Debe señalarse también que la existencia de versiones contradictorias no tiene por qué implicar la absolución del denunciado en virtud del principio in dubio pro reo, como se mantiene en el recurso. En el sistema procesal penal español rige el principio de libre valoración de las pruebas, plasmado en el art. 741 de la Ley de Enjuiciamiento Criminal , lo que permite que el Juez o Tribunal sentenciador, en caso de que se hayan practicado pruebas de cargo y de descargo, pueda fundar su criterio sobre el resultado de unas o de otras, valoradas racionalmente, por lo que la existencia de pruebas de cargo o de descargo, o en la tesis que se mantiene en el recurso, que como ya se ha dicho no se corresponde con la realidad procesal, la existencia de versiones contradictorias entre los diversos declarantes en el juicio oral no tiene por qué implicar que el Juez o Tribunal sentenciador dude necesariamente sobre el resultado probatorio. Sólo cuando la existencia de pruebas de distinto sentido impliquen que, efectivamente, el Juez o Tribunal sentenciador dude acerca de la acreditación del hecho punible es cuando, en aplicación del principio in dubio pro reo, deberá declarar tal hecho como no probado, con la consiguiente absolución de la persona enjuiciada.

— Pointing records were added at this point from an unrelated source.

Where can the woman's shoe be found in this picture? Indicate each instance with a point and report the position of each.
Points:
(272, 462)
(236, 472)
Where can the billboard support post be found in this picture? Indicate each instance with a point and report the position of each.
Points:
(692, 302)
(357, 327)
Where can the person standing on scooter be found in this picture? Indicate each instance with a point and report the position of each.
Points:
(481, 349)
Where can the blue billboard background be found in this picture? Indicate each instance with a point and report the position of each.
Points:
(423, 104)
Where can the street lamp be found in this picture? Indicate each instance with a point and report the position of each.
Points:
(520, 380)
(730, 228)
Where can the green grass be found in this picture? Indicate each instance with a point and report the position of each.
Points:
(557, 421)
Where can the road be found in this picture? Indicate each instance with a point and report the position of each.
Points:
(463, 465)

TERCERO.- Las costas del recurso de apelación se declaran de oficio al no apreciarse temeridad ni mala fe en la parte recurrente.
Vistos los preceptos citados y demás disposición de general aplicación,
Fallo
Que desestimando el recurso de apelación interpuesto por don Fidel contra la sentencia de fecha 7 de octubre de 2011, dictada por el Juzgado de Instrucción nº 18 de Madrid en el Juicio de Faltas nº 1.196/2011 , debo confirmar y confirmo íntegramente lo dispuesto en el fallo de la misma, declarando de oficio las costas de este recurso.
Contra esta sentencia no cabe recurso.
Con testimonio de la presente sentencia, devuélvanse las actuaciones al Juzgado de su procedencia para su conocimiento y efectos.
Así, por esta mi sentencia, definitivamente juzgando en segunda instancia, y de la que se llevará certificación al rollo de sala, lo pronuncio, mando y firmo.